Ganjar Pranowo Jalan Kaki hingga Pelosok Desa di Sukoharjo, Serahkan Bantuan RTLH
Saat berada di dalam rumah, Ganjar mendapati lantainya masih beralaskan tanah. Begitu juga dinding rumah yang terbuat dari seng dan pemisah ruangan dari kayu tripleks.
Ganjar kemudian berdialog dengan Tuginem dan Windarti. Windarti mengaku, selama ini dia tinggal sendirian di rumahnya. Seluruh keluarganya merantau, sedangkan suaminya sudah pergi sejak lama dan tidak pernah pulang.
Setelah cukup lama berdialog dengan penerima bantuan dan warga sekitar, Ganjar menemukan banyak permasalahan yang dialami warga di sana. Warga yang tinggal di tujuh rumah pada lingkungan tersebut semuanya mengaku kesulitan mendapat air bersih dan listrik.
"Ternyata ini ada daerah yang cukup terpencil dan agak pelosok, jadi tidak hanya rumah problemnya. Masih ada air, masih ada listrik, tadi kami coba dorong untuk yang bangunan RTLH dari Baznas membantu untuk dua rumah di sini," kata Ganjar usai meninjau dan menyerahkan bantuan.
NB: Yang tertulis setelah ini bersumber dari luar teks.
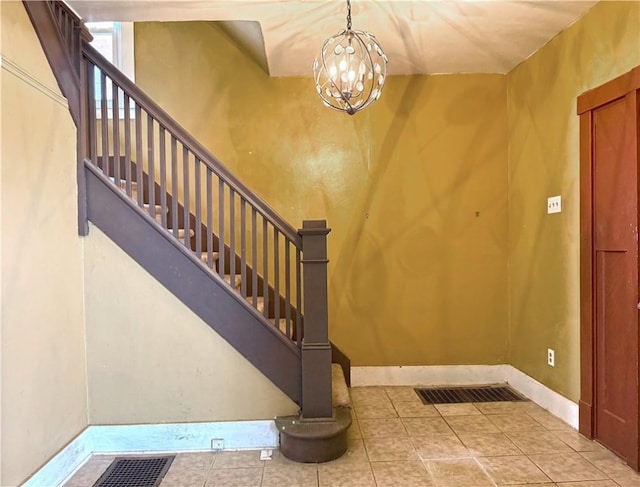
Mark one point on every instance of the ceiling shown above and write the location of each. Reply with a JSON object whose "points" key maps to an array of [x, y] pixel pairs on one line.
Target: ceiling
{"points": [[419, 37]]}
Ganjar mengatakan, pihaknya akan segera mencari solusi terkait dengan persoalan air tersebut dengan berkoordinasi dengan camat setempat. Ganjar meminta camat setempat untuk membantu mencarikan sumber airnya dan mempersiapkan apa saja yang dibutuhkan agar bisa mengalirkan air bersih tersebut ke permukiman warga.